Ying Zheng mengulurkan tangan, jari-jarinya perlahan menyusup di antara helaian rambut hitam lebat si Gadis Iblis Laut, menyibakkan anak rambut yang menutupi dahinya ke belakang telinga, “Chao Xi, sekarang saatnya kau hidup untuk dirimu sendiri.”
Ying Zheng membungkuk, mendekatkan dahinya pada dahi Chao Xi, suaranya selembut bisikan angin.
Telinga mungil Chao Xi bergetar, sorot matanya yang kosong perlahan kembali hidup. Ia, pada akhirnya, bukanlah wanita biasa. Ia pulih dari keterkejutannya dengan cepat, namun getaran di hatinya masih tertinggal, benih itu telah tertanam dalam.

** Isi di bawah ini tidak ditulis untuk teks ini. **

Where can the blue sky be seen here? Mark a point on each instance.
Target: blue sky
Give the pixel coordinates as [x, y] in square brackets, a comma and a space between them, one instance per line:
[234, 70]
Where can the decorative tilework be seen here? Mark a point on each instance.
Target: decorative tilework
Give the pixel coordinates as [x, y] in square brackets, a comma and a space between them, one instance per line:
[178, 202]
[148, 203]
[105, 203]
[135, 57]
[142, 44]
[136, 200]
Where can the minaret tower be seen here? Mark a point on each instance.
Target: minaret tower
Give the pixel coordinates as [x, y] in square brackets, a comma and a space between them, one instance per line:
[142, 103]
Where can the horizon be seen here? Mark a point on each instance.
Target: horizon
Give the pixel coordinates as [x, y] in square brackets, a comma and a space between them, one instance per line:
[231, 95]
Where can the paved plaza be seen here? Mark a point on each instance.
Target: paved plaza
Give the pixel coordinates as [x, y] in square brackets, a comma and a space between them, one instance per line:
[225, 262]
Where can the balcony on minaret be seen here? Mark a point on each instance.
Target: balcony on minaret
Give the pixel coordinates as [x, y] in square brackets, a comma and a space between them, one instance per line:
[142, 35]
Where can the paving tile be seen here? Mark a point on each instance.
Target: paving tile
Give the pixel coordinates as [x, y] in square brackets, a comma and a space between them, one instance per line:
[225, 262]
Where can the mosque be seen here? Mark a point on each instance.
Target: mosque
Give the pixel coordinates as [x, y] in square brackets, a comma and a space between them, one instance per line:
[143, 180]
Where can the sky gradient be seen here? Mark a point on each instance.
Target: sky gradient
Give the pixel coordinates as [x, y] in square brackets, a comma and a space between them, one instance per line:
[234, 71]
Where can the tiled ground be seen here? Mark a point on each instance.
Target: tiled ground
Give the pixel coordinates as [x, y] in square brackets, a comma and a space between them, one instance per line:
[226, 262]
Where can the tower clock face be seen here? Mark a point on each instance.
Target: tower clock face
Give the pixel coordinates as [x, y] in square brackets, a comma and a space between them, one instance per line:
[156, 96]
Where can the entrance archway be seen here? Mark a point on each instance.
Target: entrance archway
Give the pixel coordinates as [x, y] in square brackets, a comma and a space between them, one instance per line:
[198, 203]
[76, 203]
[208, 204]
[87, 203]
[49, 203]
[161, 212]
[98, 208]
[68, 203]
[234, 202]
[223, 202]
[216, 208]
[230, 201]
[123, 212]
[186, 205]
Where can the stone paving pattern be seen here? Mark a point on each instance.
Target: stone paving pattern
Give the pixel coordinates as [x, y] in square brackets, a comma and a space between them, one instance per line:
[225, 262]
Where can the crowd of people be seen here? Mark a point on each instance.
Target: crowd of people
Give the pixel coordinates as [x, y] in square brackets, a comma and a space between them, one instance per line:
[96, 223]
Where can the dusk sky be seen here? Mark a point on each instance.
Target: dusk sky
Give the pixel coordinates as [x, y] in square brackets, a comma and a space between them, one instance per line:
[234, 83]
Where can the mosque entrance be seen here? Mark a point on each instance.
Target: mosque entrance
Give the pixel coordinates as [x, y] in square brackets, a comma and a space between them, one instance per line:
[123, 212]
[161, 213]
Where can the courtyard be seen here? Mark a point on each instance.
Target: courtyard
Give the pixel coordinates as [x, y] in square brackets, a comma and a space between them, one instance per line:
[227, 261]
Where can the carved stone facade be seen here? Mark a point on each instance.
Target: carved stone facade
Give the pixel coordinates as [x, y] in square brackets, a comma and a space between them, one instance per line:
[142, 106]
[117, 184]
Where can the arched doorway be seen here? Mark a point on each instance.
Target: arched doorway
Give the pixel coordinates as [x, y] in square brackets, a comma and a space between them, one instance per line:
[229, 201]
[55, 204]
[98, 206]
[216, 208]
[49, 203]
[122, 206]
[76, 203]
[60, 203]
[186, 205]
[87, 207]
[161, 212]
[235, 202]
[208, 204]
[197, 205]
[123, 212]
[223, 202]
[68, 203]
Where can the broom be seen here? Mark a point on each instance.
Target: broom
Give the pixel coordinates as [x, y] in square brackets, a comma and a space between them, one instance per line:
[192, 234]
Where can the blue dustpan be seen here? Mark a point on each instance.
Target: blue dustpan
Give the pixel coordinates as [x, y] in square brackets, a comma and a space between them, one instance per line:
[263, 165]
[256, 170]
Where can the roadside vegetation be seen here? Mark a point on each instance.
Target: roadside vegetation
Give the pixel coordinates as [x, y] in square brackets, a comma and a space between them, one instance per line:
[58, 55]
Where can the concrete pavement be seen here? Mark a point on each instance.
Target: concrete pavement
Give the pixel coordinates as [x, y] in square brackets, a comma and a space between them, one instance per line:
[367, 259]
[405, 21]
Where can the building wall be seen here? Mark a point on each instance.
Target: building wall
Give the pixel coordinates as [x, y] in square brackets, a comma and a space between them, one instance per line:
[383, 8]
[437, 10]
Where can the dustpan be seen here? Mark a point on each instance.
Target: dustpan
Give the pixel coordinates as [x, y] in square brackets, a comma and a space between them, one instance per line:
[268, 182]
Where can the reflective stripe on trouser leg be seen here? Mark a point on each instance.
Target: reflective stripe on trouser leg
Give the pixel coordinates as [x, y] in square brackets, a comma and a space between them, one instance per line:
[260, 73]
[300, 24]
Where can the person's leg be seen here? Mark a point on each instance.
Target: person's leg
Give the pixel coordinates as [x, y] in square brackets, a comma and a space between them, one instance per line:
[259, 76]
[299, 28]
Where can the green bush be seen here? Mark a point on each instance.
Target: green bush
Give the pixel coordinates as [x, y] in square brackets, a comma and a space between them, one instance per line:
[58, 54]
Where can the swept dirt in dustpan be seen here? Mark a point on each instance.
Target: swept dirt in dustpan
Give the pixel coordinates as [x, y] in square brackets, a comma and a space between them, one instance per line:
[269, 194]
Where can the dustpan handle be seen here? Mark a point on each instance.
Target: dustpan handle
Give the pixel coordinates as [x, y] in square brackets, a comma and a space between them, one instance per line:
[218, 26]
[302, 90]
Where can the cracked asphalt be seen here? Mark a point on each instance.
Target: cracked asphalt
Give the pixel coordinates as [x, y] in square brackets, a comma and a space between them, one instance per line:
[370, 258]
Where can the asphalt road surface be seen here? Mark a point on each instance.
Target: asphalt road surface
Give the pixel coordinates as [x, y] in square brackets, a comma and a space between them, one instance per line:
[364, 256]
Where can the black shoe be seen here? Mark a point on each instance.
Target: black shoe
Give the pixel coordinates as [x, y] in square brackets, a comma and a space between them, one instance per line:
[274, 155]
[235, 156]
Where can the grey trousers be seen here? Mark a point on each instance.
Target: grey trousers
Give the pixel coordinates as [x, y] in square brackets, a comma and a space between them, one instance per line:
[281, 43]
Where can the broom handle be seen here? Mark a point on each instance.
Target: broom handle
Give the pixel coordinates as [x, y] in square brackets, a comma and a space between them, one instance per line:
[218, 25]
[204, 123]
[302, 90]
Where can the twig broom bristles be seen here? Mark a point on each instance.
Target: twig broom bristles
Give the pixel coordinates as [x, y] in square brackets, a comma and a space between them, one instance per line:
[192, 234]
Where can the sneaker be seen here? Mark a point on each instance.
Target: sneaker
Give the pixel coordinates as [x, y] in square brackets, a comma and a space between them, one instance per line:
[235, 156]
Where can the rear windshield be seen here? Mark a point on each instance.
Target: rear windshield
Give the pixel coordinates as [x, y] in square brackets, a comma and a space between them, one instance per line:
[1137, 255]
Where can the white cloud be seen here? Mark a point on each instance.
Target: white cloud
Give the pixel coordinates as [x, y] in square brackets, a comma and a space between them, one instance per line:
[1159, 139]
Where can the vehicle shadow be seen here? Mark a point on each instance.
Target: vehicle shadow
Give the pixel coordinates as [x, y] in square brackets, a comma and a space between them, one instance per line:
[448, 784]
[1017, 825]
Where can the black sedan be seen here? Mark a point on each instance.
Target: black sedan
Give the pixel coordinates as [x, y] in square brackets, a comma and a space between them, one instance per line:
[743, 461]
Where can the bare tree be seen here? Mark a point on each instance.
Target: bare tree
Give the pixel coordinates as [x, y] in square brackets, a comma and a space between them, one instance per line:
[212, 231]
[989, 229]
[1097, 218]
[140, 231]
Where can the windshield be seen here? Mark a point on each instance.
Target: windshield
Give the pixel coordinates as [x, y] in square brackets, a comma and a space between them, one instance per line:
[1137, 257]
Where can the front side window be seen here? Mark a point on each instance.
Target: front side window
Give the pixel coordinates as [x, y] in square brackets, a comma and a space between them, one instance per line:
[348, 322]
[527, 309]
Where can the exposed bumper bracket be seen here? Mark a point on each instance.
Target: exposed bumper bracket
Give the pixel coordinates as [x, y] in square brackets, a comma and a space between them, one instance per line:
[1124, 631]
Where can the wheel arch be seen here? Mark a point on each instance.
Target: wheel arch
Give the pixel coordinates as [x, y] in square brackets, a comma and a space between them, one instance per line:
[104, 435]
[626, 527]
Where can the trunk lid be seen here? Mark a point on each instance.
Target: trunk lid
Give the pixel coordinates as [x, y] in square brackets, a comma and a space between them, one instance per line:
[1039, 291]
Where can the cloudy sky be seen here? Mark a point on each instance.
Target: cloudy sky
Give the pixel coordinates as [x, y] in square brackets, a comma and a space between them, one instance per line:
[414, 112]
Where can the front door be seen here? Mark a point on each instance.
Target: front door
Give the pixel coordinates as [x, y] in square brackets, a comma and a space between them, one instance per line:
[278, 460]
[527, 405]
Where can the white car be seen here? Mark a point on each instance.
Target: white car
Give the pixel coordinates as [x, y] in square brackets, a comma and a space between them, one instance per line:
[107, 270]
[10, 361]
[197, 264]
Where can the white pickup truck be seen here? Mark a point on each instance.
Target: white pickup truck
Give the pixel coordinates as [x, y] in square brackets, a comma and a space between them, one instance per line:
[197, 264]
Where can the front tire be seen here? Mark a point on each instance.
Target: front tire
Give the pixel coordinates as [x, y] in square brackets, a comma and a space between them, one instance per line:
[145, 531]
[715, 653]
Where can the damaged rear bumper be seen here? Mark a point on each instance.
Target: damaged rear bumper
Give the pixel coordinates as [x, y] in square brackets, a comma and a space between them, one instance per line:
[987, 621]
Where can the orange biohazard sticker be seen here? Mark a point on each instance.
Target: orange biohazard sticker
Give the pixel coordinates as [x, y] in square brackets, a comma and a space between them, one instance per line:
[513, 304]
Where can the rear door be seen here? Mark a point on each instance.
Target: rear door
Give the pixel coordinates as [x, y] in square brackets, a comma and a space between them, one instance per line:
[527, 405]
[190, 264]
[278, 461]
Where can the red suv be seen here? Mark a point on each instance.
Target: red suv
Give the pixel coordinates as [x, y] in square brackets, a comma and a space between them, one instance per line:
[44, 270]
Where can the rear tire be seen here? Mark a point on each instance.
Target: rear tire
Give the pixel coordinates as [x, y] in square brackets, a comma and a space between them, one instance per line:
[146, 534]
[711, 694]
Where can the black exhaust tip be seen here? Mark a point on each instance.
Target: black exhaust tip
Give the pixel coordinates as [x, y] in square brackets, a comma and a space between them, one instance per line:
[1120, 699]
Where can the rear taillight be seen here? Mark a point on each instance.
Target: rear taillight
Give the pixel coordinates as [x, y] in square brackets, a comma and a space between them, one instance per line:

Tangan panjang dan dinginnya dengan lembut membingkai pipi Ying Zheng, matanya setengah terpejam seolah sedang merenung, “Pangeran, kau kembali membuatku terkejut. Setiap kali berhadapan denganmu, aku selalu lupa akan usiamu. Bertemu denganmu, aku pun tak tahu, ini keberuntungan atau justru kemalangan.”
“Kenapa harus menjadi kemalangan?”
“Aku lahir saat kau belum ada di dunia, kau lahir saat usiaku telah dewasa, dan saat kau dewasa, aku telah menua. Betapa menyedihkan!”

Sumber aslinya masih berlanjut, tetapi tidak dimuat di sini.